Este dado, à primeira vista paradoxal, começa a fazer sentido quando se analisa o período a que se refere. Estes veículos usados, de 2016 a 2021, foram produzidos numa fase de rápida expansão da Tesla, particularmente durante o que o próprio Elon Musk apelidou de "inferno da produção" do Model 3. Nessa altura, a prioridade era aumentar a produção a qualquer custo, o que levou a uma qualidade de construção inconsistente, com problemas que vão desde folgas irregulares na carroçaria, ruídos e problemas de acabamento até falhas mais críticas em componentes como as suspensões dianteiras (especialmente as rótulas das suspensões, vulneráveis à corrosão) e sistemas de iluminação.
A curva de aprendizagem
No entanto, a história não termina aqui. Os números mais recentes mostram uma evolução positiva notável. No relatório de fiabilidade de 2025 (referente a modelos novos), a Tesla subiu oito posições, alcançando o nono lugar geral — o seu melhor resultado de sempre. De acordo com a Consumer Reports, o Model Y foi considerado o SUV elétrico mais fiável do estudo, e tanto o Model 3 como o Model Y contribuíram para que a marca "pareça ter resolvido muitos dos problemas de qualidade dos últimos anos".

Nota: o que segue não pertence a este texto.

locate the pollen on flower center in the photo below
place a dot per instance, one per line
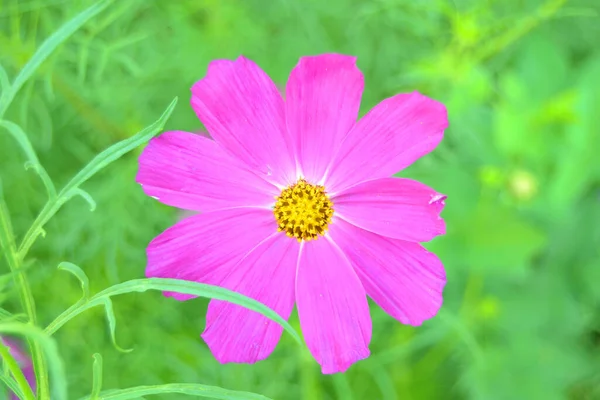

Steven Elek, analista de dados da Consumer Reports, explica que "quanto mais tempo uma tecnologia está no mercado, mais oportunidade têm os fabricantes de aperfeiçoar as falhas". E esta curva de aprendizagem está agora a beneficiar a Tesla.
Jake Fisher, diretor sénior de testes automóveis da CR, acrescenta que "ter uma linha de modelos mais antiga quase sempre ajuda quando se trata de fiabilidade", referindo-se ao facto de a Tesla não ter redesenhado completamente o Model S, Model 3 ou Model Y durante anos, o que lhe permitiu aperfeiçoar continuamente os processos de fabrico. O único ponto negro neste panorama positivo é o Cybertruck, cuja complexidade e inovação (steer-by-wire, arquitetura de 800V) o colocam com uma fiabilidade abaixo da média, repetindo os problemas de "crescimento" que os outros modelos já superaram.
O veredito: uma história de duas realidades
Em suma, o estudo da Consumer Reports revela uma história com dois capítulos distintos. Por um lado, temos a Tesla do passado recente (5-10 anos atrás), uma marca em fase de crescimento acelerado cujos carros, embora revolucionários, sofriam de problemas de juventude e são hoje menos fiáveis. Por outro lado, temos a Tesla de hoje, que colhe os frutos da maturidade industrial. Os seus modelos atuais, como o Model 3 e o Model Y, não só são mais interessantes de conduzir, como se tornaram referências de fiabilidade no segmento dos elétricos.